Hi team,
I am trying to fetch the data from azure cosmos DB for mongoDB.
In the collection "resources", there are about 500,000 records
I need to fetch them all
so I query the data with pagination(limit 5000, offset from 0)
I fetched records from 0 to 250000 successfully,
but when I fetch the data from 250000 to 255000, it's failed with error: pymongo.errors.ExecutionTimeout: Request timed out
logs:
2023-08-16 05:33:05,220 issue878_export_to_redis.py[line:100] INFO get_Resource, limit=5000, offset=245000
2023-08-16 05:34:03,780 issue878_export_to_redis.py[line:100] INFO get_Resource, limit=5000, offset=250000
2023-08-16 05:35:03,521 issue878_export_to_redis.py[line:100] INFO get_Resource, limit=5000, offset=255000
Traceback (most recent call last):
File "issue878_export_to_redis.py", line 268, in <module>
dbUtil.get_Resource()
File "issue878_export_to_redis.py", line 103, in get_Resource
for it in self.db['Resource'].find(max_time_ms=60*1000).sort("updatedAt",pymongo.DESCENDING).limit(limit).skip(offset):
File "/home/zhong_wen_zhou1/.local/lib/python3.8/site-packages/pymongo/cursor.py", line 1251, in next
if len(self.__data) or self._refresh():
File "/home/zhong_wen_zhou1/.local/lib/python3.8/site-packages/pymongo/cursor.py", line 1168, in _refresh
self.__send_message(q)
File "/home/zhong_wen_zhou1/.local/lib/python3.8/site-packages/pymongo/cursor.py", line 1055, in __send_message
response = client._run_operation(
File "/home/zhong_wen_zhou1/.local/lib/python3.8/site-packages/pymongo/_csot.py", line 106, in csot_wrapper
return func(self, *args, **kwargs)
File "/home/zhong_wen_zhou1/.local/lib/python3.8/site-packages/pymongo/mongo_client.py", line 1341, in _run_operation
return self._retryable_read(
File "/home/zhong_wen_zhou1/.local/lib/python3.8/site-packages/pymongo/_csot.py", line 106, in csot_wrapper
return func(self, *args, **kwargs)
File "/home/zhong_wen_zhou1/.local/lib/python3.8/site-packages/pymongo/mongo_client.py", line 1465, in _retryable_read
return func(session, server, sock_info, read_pref)
File "/home/zhong_wen_zhou1/.local/lib/python3.8/site-packages/pymongo/mongo_client.py", line 1337, in _cmd
return server.run_operation(
File "/home/zhong_wen_zhou1/.local/lib/python3.8/site-packages/pymongo/helpers.py", line 279, in inner
return func(*args, **kwargs)
File "/home/zhong_wen_zhou1/.local/lib/python3.8/site-packages/pymongo/server.py", line 135, in run_operation
_check_command_response(first, sock_info.max_wire_version)
File "/home/zhong_wen_zhou1/.local/lib/python3.8/site-packages/pymongo/helpers.py", line 190, in _check_command_response
raise ExecutionTimeout(errmsg, code, response, max_wire_version)
pymongo.errors.ExecutionTimeout: Request timed out.
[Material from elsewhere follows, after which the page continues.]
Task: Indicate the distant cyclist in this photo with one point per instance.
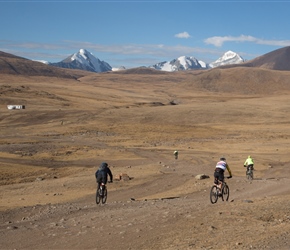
(102, 174)
(220, 168)
(249, 163)
(175, 154)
Retries due to rate limiting: False., full error: {'ok': 0.0, 'errmsg': 'Request timed out. Retries due to rate limiting: False.', 'code': 50, 'codeName': 'ExceededTimeLimit'}
zhong_wen_zhou1@vmljumphostdp02:~/metering/metering_scripts$
code:
import os
import sys
import logging
import csv
import datetime
import time
import json
from dotenv import load_dotenv
import pymongo
import pprint
import redis
LOG = logging.getLogger()
DB_CON =''
CA_PATH=''
'''
pip3 install redis
pip3 install python-dotenv
pip3 install pymongo
'''
class DBMigration(object):
def __init__(self):
self.db_client = pymongo.MongoClient(DB_CON)
self.db = self.db_client["metering"]
for prop, value in vars(self.db_client.options).items():
print("Property: {}: Value: {} ".format(prop, value))
for k, v in self.db_client.server_info().items():
print("Key: {} , Value: {}".format(k, v))
print("Server status {}".format(self.db_client.admin.command("serverStatus")))
databases = self.db_client.list_database_names()
print("Databases: {}".format(databases))
def get_Resource(self):
limit=5000
offset=240000
while True:
LOG.info('get_Resource, limit=%s, offset=%s'%(limit, offset))
resource_map = {}
snapshotId_list = []
for it in self.db['Resource'].find(max_time_ms=180*1000).sort("updatedAt",pymongo.DESCENDING).limit(limit).skip(offset):
key='_kvModel:Resource:%s'%(it['instanceUUID'])
if not it.get('lastSnapshotId'):
LOG.error('key=%s'%(key))
continue
# if it.get('resourceData',{}).get('eventType','') == 'delete':
# continue
resource_map[key] = {}
resource_map[key]['resource'] = self._convert_json(it)
snapshotId_list.append(it['lastSnapshotId'])
LOG.info('get_Resource, got results=%s'%(len(snapshotId_list)))
if len(snapshotId_list) == 0:
LOG.info('no more records')
break
# resource_map, eventId_list = self.get_lastSnapshot(snapshotId_list, resource_map)
# resource_map = self.get_Events(eventId_list, resource_map)
# json.dump(resource_map, open('/temp/resource_map.txt','w+'), indent=2)
# break
data_dict = {}
for key, info in resource_map.items():
data_dict[key] = json.dumps(info)
# self.redis.mset(data_dict)
offset += limit
def _convert_json(self, mongoObj):
info={}
for k, v in mongoObj.items():
if 'ObjectId' in str(type(v)):
if k=='_id':
info['_id'] = str(v)
else:
info[k]=str(v)
elif 'datetime' in str(type(v)):
info[k]='%sZ'%(v.isoformat())
else:
info[k]=v
return info
def clearDB(self):
rs= self.redis.flushall(asynchronous=True)
print('empty whole db now')
if __name__ == "__main__":
if not LOG.handlers:
handler = logging.StreamHandler(sys.stdout)
handler.setFormatter(
logging.Formatter(
"%(asctime)s %(filename)s[line:%(lineno)d] %(levelname)s \
%(message)s"))
LOG.addHandler(handler)
LOG.setLevel(logging.DEBUG)
env = 'Azure_DEV'
env_file = './issue878_%s.env'%(env)
load_dotenv(env_file)
DB_CON = os.getenv("DB_CON")
if not DB_CON:
raise Exception('please set env var DB_CON first, example: export DB_CON="mongodb://localhost:27017/"')
print(50*'#')
print('please double check DB_CON=%s'%(DB_CON))
print(50*'#')
LOG.debug('env=%s, env_file=%s'%(env, env_file))
time.sleep(5)
dbUtil = DBMigration()
dbUtil.get_Resource()